Given a function $q=q(t, e)$, where $ e= e(t, v(\tau))$, such that $q = q(t, e(t, v(\tau)))$, how to find the expression for $\frac{dQ}{d \tau}$ if
$$Q(\tau) = \int_0^\tau q(t, e(t, v(\tau))) dt$$
such that
$$ \frac{dQ}{d \tau} = \frac{d}{d\tau} \left( \int_0^\tau q(t, e(t, v(\tau))) dt \right) $$
where the integrand is a function of the integral limits through composition?
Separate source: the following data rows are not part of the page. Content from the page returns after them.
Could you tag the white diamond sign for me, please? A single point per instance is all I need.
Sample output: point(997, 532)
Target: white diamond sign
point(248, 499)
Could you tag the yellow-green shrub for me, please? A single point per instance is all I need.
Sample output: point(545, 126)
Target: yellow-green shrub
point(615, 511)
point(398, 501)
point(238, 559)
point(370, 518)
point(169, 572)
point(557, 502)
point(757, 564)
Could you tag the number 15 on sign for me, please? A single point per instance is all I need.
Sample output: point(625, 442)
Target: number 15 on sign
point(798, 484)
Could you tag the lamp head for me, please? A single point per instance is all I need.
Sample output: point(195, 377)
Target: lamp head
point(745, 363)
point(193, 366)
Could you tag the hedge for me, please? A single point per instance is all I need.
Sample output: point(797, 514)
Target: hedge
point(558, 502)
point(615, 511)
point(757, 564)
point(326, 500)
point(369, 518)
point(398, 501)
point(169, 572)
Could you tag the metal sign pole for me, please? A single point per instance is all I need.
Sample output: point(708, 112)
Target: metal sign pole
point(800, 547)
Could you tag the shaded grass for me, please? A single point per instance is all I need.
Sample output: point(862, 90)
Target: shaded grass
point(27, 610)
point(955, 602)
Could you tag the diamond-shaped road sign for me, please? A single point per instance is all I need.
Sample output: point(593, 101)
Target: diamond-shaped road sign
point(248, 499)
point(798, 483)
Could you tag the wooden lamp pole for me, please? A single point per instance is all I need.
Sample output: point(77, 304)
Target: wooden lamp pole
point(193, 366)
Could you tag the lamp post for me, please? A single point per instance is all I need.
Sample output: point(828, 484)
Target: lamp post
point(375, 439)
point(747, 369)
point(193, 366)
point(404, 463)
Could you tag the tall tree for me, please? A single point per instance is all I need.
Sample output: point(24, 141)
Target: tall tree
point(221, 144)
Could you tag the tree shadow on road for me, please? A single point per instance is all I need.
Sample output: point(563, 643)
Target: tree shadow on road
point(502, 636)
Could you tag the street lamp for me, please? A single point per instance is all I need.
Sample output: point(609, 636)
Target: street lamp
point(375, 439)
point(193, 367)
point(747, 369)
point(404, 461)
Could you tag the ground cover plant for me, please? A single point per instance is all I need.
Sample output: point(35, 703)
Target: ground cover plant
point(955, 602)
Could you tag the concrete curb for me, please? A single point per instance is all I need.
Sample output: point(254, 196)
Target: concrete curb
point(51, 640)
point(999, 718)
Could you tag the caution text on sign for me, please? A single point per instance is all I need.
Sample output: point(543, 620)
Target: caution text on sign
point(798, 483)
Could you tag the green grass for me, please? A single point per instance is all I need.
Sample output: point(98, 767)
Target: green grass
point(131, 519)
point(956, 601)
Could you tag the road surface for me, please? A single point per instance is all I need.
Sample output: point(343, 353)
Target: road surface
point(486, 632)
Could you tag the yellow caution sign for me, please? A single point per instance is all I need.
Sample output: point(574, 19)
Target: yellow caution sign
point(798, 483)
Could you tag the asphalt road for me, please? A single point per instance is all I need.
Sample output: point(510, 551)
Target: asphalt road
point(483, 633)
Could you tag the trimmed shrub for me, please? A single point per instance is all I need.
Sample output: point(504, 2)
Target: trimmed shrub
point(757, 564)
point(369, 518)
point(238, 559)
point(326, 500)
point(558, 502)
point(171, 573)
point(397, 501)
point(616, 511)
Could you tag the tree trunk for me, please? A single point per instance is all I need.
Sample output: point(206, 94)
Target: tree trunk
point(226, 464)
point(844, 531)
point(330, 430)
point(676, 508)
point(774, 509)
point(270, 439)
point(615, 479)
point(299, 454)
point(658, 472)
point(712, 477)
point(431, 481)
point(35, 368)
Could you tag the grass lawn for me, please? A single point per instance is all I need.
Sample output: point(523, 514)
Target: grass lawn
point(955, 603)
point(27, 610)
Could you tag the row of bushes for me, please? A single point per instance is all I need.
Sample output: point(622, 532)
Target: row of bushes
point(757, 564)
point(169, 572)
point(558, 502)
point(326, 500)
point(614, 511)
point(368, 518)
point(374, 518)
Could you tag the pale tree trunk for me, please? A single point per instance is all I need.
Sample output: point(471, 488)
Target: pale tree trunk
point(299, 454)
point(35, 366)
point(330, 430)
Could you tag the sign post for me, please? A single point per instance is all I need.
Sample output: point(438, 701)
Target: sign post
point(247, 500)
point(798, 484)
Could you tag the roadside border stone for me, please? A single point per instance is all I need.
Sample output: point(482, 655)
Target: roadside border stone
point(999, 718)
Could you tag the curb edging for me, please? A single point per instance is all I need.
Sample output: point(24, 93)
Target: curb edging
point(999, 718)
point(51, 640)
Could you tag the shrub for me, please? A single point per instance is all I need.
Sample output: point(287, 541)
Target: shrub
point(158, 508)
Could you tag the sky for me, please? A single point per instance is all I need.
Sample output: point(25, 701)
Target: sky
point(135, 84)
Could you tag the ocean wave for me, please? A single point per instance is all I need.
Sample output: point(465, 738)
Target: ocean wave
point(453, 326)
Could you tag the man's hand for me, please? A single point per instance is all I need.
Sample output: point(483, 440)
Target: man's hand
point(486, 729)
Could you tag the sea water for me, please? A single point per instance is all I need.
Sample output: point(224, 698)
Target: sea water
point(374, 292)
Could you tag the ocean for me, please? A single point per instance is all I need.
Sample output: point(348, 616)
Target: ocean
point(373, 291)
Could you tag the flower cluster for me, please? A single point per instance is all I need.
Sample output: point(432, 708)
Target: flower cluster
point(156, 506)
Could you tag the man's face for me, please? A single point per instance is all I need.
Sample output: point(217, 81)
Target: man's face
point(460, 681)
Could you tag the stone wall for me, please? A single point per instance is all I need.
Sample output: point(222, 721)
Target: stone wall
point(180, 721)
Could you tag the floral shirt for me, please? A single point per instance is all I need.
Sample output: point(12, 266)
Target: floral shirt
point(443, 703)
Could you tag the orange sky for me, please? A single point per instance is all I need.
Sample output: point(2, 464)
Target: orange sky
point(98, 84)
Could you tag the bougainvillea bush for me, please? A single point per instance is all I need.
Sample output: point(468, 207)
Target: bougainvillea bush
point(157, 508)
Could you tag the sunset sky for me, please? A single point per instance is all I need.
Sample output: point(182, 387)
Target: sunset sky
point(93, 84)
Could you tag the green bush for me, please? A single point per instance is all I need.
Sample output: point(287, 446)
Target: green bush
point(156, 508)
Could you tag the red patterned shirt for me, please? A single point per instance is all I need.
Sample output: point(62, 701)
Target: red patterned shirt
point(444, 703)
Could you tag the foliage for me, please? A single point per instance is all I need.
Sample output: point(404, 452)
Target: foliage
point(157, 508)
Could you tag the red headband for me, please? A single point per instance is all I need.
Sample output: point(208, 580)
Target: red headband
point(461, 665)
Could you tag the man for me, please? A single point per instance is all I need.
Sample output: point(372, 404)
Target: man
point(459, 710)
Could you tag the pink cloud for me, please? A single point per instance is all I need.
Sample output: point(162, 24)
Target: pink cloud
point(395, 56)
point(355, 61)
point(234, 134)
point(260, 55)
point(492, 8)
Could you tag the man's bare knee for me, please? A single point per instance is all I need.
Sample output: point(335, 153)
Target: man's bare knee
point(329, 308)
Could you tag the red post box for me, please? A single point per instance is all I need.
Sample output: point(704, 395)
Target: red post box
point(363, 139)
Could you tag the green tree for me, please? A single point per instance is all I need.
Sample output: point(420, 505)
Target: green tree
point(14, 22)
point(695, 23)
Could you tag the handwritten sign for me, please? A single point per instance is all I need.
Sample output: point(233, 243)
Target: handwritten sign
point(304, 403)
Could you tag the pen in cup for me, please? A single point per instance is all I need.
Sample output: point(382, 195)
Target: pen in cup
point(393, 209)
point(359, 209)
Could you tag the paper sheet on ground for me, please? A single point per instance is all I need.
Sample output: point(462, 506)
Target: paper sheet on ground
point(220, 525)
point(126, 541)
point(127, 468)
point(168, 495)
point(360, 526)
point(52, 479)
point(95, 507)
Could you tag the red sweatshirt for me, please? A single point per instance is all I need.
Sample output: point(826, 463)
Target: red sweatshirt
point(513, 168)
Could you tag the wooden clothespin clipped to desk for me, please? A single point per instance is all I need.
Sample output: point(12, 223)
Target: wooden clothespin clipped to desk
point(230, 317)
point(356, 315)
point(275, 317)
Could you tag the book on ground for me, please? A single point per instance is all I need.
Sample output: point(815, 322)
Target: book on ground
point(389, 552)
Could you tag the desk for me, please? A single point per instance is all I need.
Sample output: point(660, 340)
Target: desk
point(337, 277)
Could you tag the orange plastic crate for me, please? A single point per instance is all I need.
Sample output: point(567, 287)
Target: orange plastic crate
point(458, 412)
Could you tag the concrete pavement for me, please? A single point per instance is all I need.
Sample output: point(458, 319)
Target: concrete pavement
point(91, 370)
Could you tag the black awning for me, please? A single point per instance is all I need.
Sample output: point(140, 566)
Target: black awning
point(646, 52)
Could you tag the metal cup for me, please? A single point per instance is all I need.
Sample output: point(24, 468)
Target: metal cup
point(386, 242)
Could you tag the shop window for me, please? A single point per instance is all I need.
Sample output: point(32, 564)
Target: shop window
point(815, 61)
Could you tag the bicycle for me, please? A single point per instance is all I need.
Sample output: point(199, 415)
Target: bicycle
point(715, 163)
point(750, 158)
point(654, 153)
I'm thinking that the Leibniz integral rule might come in handy (link below), but I am having troubles applying it due to the composition. Any ideas, tips, or thoughts are appreciated.
Leibniz integral rule link: https://en.wikipedia.org/wiki/Leibniz_integral_rule
Let $$ F(a, b) = \int_0^a q(t, e(t, v(b))) dt $$ Then $Q(\tau) = F(\tau, \tau)$, and using the chain rule from multivariable calculus we have $$ \frac{dQ}{d\tau} = \frac{\partial F}{\partial a}\frac{da}{d\tau} + \frac{\partial F}{\partial b}\frac{db}{d\tau}. $$ Here, $a(\tau) = b(\tau) = \tau$ and hence $$ \frac{dQ}{d\tau} = \frac{\partial F}{\partial a}(\tau, \tau) + \frac{\partial F}{\partial b}(\tau, \tau) \\ = q(t, e(v(\tau))) + \int_0^\tau \frac{\partial q}{\partial e}\frac{\partial e}{\partial v}\frac{dv}{d\tau}dt, $$ where I've assumed all the functions are sufficiently differentiable to allow differentiating under the integral sign.